Les partisans de la réintégration dans l'OTAN se divisent en trois écoles distinctes. Les atlantistes, tout d'abord, qui pensent qu'il y a un bloc occidental homogène et un seul chef : les Etats-Unis. Militants d'un Occident maître du monde qui illuminerait les peuples de la planète de l'exemplarité de son mode de civilisation. Ce rêve du monde mono-polaire, encouragé par la chute du mur de Berlin, a rencontré en George Bush un de ses avocats les moins nuancés. Poussée à son extrême, cette logique aboutit évidemment au choc des civilisations et à la guerre.
Les cyniques naïfs, ensuite, qui estiment que les dépenses militaires sont inutiles et se réjouissent que d'autres veuillent assurer leur sécurité à leur place : le parapluie nucléaire américain, gage d'économie dans les dépenses de défense. Ce raisonnement proche de la démission, largement répandu dans les pays de l'Europe du Nord, les pays neutres ou sortis du communisme, adopté par les pacifistes de l'ouest européen est fondé sur la croyance aveugle dans le déclenchement automatique de l'article 5 qui verrait l'Amérique entrer en guerre dès qu'un pays de l'Alliance serait menacé. Il fait l'impasse sur une divergence des intérêts américains et européens ou sur le retour cyclique de l'isolationnisme aux Etats-Unis.
Enfin, certains partisans de la construction de l'Europe de la défense, désireux de montrer qu'il n'y a ni incompatibilité ni concurrence avec l'OTAN, souhaitent augmenter le poids du pilier européen dans l'Alliance et utiliser l'éloignement des Etats-Unis vers le Golfe persique pour récupérer cet outil organisationnel et technique performant. L'Europe prendrait ainsi toute sa place au fur et à mesure que les Américains s'en désengageraient : "La sécurité de l'Amérique ne passe plus par Berlin."
Cette façon d'approcher les choses, qui a pu être la mienne, poursuit trois rêves : le rêve de l'unité de l'Europe, celui de sa volonté d'autonomie et celui d'un équilibre équitable face au puissant allié américain.
Aujourd'hui la situation est différente, rendant caducs bien des raisonnements qui ont structuré le débat de la réintégration de la France dans l'OTAN. Tout d'abord, la mondialisation progresse rapidement, bouleversant les échafaudages institutionnels et les rigidités. Chaque crise montre son originalité et la nécessité de réponses adaptées qui ne correspondent jamais aux schémas préétablis.

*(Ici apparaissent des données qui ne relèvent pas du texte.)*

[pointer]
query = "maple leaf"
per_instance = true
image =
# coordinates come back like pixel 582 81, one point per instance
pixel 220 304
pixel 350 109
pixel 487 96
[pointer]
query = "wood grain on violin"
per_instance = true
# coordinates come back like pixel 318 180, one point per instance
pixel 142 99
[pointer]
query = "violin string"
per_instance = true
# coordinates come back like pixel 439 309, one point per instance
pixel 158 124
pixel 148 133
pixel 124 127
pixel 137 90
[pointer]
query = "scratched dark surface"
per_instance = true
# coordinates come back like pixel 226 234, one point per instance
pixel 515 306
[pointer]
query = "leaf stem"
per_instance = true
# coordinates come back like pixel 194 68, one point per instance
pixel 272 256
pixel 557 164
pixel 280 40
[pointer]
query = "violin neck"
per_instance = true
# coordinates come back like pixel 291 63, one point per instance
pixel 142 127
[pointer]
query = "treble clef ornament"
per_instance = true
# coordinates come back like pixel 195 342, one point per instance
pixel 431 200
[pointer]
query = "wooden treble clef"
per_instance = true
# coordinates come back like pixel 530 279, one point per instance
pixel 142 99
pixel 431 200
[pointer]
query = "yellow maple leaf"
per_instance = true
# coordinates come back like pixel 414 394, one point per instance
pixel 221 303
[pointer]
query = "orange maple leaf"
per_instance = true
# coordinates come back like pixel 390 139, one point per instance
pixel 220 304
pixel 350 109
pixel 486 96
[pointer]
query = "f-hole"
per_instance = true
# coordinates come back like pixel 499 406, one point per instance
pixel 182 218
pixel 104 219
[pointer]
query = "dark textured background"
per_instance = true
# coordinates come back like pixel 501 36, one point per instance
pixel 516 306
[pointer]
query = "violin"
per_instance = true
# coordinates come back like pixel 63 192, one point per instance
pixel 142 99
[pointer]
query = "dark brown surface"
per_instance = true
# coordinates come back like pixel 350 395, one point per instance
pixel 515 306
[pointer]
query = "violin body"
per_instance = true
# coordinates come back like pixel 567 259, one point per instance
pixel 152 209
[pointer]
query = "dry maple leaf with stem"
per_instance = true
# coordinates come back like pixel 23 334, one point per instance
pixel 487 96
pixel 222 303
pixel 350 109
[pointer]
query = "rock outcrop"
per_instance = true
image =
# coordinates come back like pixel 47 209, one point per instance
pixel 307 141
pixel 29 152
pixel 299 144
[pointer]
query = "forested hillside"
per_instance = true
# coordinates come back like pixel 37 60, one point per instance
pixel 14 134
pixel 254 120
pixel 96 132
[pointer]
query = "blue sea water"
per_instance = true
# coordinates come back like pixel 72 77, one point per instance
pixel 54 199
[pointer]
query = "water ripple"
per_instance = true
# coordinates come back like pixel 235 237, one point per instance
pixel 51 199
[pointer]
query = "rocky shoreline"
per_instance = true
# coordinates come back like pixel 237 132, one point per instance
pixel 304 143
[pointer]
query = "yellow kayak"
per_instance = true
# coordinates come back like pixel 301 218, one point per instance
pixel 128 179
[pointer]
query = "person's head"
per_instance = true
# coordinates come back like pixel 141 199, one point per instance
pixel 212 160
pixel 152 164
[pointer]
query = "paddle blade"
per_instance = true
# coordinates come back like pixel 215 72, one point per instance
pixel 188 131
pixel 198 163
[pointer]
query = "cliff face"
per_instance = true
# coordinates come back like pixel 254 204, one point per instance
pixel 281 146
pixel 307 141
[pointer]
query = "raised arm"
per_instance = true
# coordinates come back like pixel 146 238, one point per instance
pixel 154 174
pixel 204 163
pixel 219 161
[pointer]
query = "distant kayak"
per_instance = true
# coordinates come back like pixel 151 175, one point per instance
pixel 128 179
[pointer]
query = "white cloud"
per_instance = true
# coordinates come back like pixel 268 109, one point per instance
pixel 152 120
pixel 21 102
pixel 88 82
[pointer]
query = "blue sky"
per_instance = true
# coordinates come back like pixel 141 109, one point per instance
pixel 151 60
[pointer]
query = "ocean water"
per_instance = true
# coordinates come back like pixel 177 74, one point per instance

Au lendemain du 11-Septembre, par exemple, la première réaction américaine a été de refuser poliment l'aide de ses alliés de l'OTAN. Les choses étaient trop sérieuses pour que l'Amérique alourdisse son dispositif opérationnel en Afghanistan par la présence de troupes non-américaines. Pour Bush, l'OTAN devait rester à sa place de simple supplétif. Il fit la faute de laisser, au départ, l'Amérique seule. L'incompréhension de ses alliés, spécialement britanniques, fut totale. L'OTAN dans sa conception traditionnelle d'alliance de défense est sans doute morte ce jour là.
Dans l'esprit du président américain, l'Alliance devait servir à tout autre chose, il lui fallait donc en changer la nature. Tout d'abord, élargissement de la compétence géographique de l'Alliance. En Afghanistan les alliés furent conviés à prêter leur concours à la lutte contre Al Qaïda. Ils ont tous répondu présent, nos forces spéciales allant jusqu'à prêter main forte à leurs homologues américains près de la frontière pakistanaise. Le terrorisme a donc attiré l'Alliance, pour la première intervention de son histoire, bien loin du centre Europe. Les demandes américaines d'impliquer l'OTAN dans d'autres théâtres éloignés se multiplièrent, tentant de mondialiser le périmètre de compétence de l'Alliance.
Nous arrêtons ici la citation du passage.